Amazonas
Caso do assassinato de Bruno e Dom: Justiça Federal acolhe pedido do MPF e leva ‘Colômbia’ a júri popular
Decisão encerra a primeira etapa do rito do júri; após os prazos para recursos, a segunda fase será iniciada e será definida uma data para o julgamento.
Rubén Villar, o “Colômbia”, apontado como mandante do crime, foi um dos indiciados. (Foto:Reprodução)
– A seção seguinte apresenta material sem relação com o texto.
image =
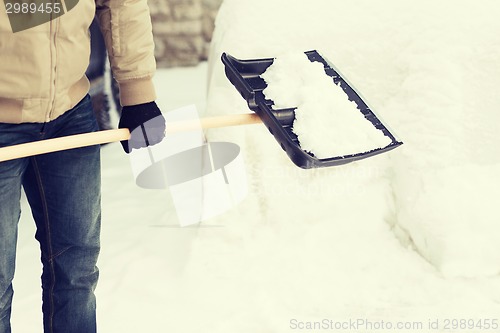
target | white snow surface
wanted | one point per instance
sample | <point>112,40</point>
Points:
<point>408,236</point>
<point>326,122</point>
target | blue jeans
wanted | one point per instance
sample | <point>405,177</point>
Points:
<point>63,190</point>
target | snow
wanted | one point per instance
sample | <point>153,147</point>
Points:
<point>326,123</point>
<point>407,236</point>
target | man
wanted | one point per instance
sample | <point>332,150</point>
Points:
<point>43,94</point>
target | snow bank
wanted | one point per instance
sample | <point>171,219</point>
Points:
<point>432,72</point>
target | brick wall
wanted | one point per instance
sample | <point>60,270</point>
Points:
<point>183,30</point>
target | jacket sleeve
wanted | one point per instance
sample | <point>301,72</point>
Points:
<point>127,30</point>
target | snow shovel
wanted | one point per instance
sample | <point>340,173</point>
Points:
<point>107,136</point>
<point>245,76</point>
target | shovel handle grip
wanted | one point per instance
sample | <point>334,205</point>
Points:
<point>121,134</point>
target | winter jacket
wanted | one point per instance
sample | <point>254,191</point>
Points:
<point>42,69</point>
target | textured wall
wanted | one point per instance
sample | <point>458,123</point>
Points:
<point>182,29</point>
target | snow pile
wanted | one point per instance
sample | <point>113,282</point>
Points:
<point>326,122</point>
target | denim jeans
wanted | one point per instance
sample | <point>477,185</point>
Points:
<point>63,190</point>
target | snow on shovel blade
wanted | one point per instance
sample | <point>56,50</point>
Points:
<point>245,75</point>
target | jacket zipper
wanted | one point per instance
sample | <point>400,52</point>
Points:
<point>53,65</point>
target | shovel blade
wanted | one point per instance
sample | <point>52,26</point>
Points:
<point>245,77</point>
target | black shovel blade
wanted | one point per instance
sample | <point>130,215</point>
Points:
<point>245,76</point>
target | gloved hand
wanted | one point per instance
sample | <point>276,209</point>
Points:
<point>146,124</point>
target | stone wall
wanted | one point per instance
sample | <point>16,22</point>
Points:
<point>183,30</point>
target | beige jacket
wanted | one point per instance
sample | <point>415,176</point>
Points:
<point>42,69</point>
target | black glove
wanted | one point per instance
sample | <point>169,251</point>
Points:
<point>146,124</point>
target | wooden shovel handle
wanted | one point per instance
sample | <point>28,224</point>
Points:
<point>101,137</point>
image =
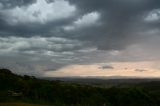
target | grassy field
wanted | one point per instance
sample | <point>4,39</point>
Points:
<point>19,104</point>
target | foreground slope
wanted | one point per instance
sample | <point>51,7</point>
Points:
<point>28,89</point>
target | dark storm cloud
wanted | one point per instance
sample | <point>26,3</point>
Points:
<point>88,31</point>
<point>121,20</point>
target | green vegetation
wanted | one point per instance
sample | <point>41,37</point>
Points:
<point>28,89</point>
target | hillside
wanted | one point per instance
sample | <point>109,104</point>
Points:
<point>28,89</point>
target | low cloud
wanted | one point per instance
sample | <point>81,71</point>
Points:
<point>106,67</point>
<point>140,70</point>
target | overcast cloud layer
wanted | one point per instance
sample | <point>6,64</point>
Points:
<point>42,35</point>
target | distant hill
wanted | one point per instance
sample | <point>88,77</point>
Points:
<point>29,89</point>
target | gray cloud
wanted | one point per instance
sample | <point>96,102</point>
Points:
<point>106,67</point>
<point>140,70</point>
<point>63,32</point>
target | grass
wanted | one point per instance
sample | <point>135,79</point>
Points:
<point>19,104</point>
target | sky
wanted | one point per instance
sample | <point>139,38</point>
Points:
<point>48,38</point>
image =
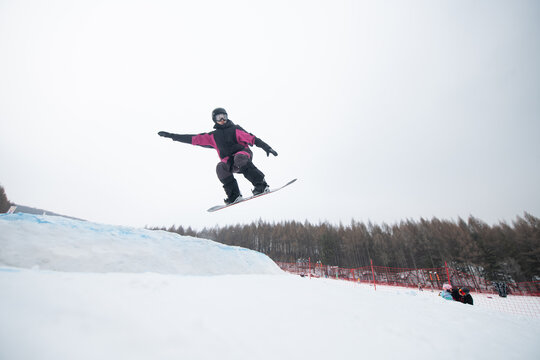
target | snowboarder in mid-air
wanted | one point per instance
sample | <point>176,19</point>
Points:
<point>232,144</point>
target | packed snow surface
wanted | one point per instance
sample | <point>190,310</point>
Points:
<point>61,244</point>
<point>68,290</point>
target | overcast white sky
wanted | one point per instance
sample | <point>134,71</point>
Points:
<point>384,110</point>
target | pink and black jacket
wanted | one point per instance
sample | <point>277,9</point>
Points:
<point>228,139</point>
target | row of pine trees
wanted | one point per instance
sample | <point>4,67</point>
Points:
<point>499,252</point>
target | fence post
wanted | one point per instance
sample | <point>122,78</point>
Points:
<point>372,272</point>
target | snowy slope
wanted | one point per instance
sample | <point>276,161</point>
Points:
<point>110,310</point>
<point>56,243</point>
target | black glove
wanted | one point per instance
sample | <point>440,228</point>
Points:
<point>269,151</point>
<point>165,134</point>
<point>265,147</point>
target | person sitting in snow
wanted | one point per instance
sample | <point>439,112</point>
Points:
<point>232,144</point>
<point>461,294</point>
<point>447,292</point>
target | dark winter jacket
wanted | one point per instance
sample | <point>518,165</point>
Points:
<point>228,139</point>
<point>467,299</point>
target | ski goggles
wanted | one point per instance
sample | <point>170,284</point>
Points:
<point>220,117</point>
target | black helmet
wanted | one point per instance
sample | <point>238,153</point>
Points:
<point>217,111</point>
<point>464,291</point>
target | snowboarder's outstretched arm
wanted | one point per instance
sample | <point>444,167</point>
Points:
<point>204,139</point>
<point>177,137</point>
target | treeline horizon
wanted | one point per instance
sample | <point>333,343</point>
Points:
<point>500,252</point>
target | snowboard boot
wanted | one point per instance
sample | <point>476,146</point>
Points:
<point>260,188</point>
<point>230,185</point>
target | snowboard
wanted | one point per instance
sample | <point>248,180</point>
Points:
<point>220,207</point>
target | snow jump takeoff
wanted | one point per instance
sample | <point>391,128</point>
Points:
<point>232,144</point>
O Ministério Público Federal (MPF) informou que a Justiça Federal aceitou o seu pedido e pronunciou Rubens Villar Coelho, conhecido como ‘Colômbia’, para ser julgado por júri popular. Ele foi denunciado pelo MPF como o mandante dos homicídios do indigenista Bruno Pereira e do jornalista britânico Dom Phillips, ocorridos em junho de 2022, na região do Vale do Javari, no Amazonas. A decisão de pronúncia atendeu integralmente ao pedido do MPF, que denunciou o réu por duplo homicídio qualificado e ocultação de cadáver.
Com a pronúncia, encerra-se a primeira etapa do rito do júri – um procedimento dividido em duas partes. Após o esgotamento dos prazos para eventuais recursos da defesa contra essa decisão, terá início a segunda fase do processo, momento em que será definida a data para o julgamento em plenário.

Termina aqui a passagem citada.